Warning: Spoilers ahead for Magneto #1!

Image credit: Marvel Comics

Fans may be surprised to find that Magneto #1 (written by J.M. DeMatteis and penciled by Todd Nauck) rewrites a major piece of Marvel Universe history. The comic is set during the period in the 1980s when Charles Xavier took a leave of absence, leaving his former enemy Magneto in charge of his school for gifted youngsters. At the time, Erik Lehnsherr was working on being a hero and mentor, after spending years as a supervillain.

During the comic, Erik ponders his relationship with the New Mutants, which causes him to reminisce about his earliest encounters with the X-Men. However, Magneto’s recollections seem to rewrite his history with the team. According to Erik’s narration, his over-the-top Magneto persona was meant to give humans a scapegoat to center their hatred for mutants on.

“I knew Charles would send his students to confront me – rising up against their own kind in order to protect the very people who despised them. ‘See,’ the humans would say. ‘They’re not all bad. There are good mutants too. Risking their lives – for us.’ And, over time, the image of our people would change. No longer monsters – but equals,” Magneto recalled.
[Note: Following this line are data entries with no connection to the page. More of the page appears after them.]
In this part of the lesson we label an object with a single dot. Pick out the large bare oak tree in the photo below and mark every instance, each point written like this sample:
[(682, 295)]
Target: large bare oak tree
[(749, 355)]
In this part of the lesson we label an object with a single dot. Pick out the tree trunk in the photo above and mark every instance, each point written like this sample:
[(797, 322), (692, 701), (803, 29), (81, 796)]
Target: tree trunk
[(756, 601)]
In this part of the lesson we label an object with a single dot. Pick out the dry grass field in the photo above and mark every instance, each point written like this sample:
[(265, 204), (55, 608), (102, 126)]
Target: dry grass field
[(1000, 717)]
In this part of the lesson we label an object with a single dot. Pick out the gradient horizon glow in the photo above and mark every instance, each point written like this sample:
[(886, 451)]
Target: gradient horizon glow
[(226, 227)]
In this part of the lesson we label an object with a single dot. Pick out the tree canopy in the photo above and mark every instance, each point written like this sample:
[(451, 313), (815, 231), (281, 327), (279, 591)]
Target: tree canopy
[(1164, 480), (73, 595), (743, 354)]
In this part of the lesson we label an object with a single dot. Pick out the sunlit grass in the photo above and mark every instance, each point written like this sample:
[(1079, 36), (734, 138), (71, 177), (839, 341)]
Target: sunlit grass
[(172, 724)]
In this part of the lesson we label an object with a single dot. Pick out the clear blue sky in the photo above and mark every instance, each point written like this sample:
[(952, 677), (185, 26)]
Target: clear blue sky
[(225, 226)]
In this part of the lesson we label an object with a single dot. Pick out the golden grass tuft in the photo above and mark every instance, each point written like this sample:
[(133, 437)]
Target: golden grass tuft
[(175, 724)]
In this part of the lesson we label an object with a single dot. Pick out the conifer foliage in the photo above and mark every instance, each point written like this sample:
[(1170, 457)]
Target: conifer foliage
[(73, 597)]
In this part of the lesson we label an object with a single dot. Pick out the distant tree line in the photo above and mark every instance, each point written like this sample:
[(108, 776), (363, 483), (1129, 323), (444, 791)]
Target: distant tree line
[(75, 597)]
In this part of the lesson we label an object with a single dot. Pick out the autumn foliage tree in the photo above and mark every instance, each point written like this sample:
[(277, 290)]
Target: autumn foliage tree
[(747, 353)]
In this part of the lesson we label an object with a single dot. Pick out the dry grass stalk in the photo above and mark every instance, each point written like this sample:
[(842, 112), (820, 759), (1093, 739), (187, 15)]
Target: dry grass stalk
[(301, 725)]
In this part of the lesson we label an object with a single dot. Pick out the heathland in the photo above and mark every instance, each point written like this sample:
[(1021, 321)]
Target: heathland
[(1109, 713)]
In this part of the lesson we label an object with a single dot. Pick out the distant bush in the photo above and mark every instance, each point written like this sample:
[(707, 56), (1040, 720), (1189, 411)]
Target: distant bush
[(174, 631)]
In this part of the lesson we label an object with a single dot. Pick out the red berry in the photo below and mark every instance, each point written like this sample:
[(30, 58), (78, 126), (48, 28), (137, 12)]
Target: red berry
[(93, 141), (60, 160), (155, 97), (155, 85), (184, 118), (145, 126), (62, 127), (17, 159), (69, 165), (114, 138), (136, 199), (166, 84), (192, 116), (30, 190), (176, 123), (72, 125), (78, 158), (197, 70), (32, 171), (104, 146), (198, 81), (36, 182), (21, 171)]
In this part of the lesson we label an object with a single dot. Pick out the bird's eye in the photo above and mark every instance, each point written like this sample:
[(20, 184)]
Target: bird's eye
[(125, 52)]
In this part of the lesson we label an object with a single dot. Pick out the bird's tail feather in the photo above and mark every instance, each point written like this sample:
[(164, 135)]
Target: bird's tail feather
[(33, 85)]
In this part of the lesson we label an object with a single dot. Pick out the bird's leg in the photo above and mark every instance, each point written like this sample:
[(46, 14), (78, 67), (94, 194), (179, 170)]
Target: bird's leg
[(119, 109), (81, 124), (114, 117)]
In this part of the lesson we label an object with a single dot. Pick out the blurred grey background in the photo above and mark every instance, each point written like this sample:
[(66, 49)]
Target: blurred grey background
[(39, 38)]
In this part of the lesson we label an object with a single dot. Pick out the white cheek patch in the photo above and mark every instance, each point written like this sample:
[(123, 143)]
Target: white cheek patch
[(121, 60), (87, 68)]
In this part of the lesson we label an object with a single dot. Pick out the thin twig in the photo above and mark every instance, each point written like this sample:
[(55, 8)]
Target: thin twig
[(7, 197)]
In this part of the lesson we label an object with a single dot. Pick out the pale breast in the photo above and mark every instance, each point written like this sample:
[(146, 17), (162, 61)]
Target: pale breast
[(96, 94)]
Even more specifically, Magneto thinks back to his first encounter with the X-Men, as seen in X-Men #1 (1963). “As I left the X-Men to enjoy the very triumph I’d so carefully engineered, I felt pride in them – and hope for the future they embodied. Perhaps, I thought, my plan would work. Perhaps humanity would embrace these new heroes.” This is an interesting take on Erik Lehnsherr, but it’s also a rewriting of history.

Essentially, Magneto is claiming that he never truly wanted to destroy humanity. He wanted the X-Men to look like heroes so that humanity would accept mutants. In fact, he claims he let the X-Men win during their early encounters. This doesn’t match up with most of Magneto’s earliest appearances, including some of his thought balloons, which showed that he clearly wanted to kill the X-Men, and came close to causing humanity’s extinction. Plus, Magneto sank a submarine in Uncanny X-Men #150, murdering everyone onboard.

While we can write off some of these actions as an act, it doesn’t explain the various thought balloons he had during the time. To be fair, Magneto #1 also has Erik claim that destroying humanity was his backup plan if his X-Men gambit didn’t work out. It’s also possible that Erik isn’t a reliable narrator. After all, most villains don’t look at their actions as villainous. Once he became the leader of the New Mutants, Magneto might have used hindsight to justify his villainous actions.

Magneto has always been one of the most nuanced antagonists in the Marvel Universe. He’s walked the line between heroism and villainy so many times, depending on what era you’re reading. Magneto #1 is looks at his history through that lens, giving us a new take on his Silver Age evil schemes. While it doesn’t fit in with the first two decades of Magneto’s publishing history, it certainly makes for an interesting character study.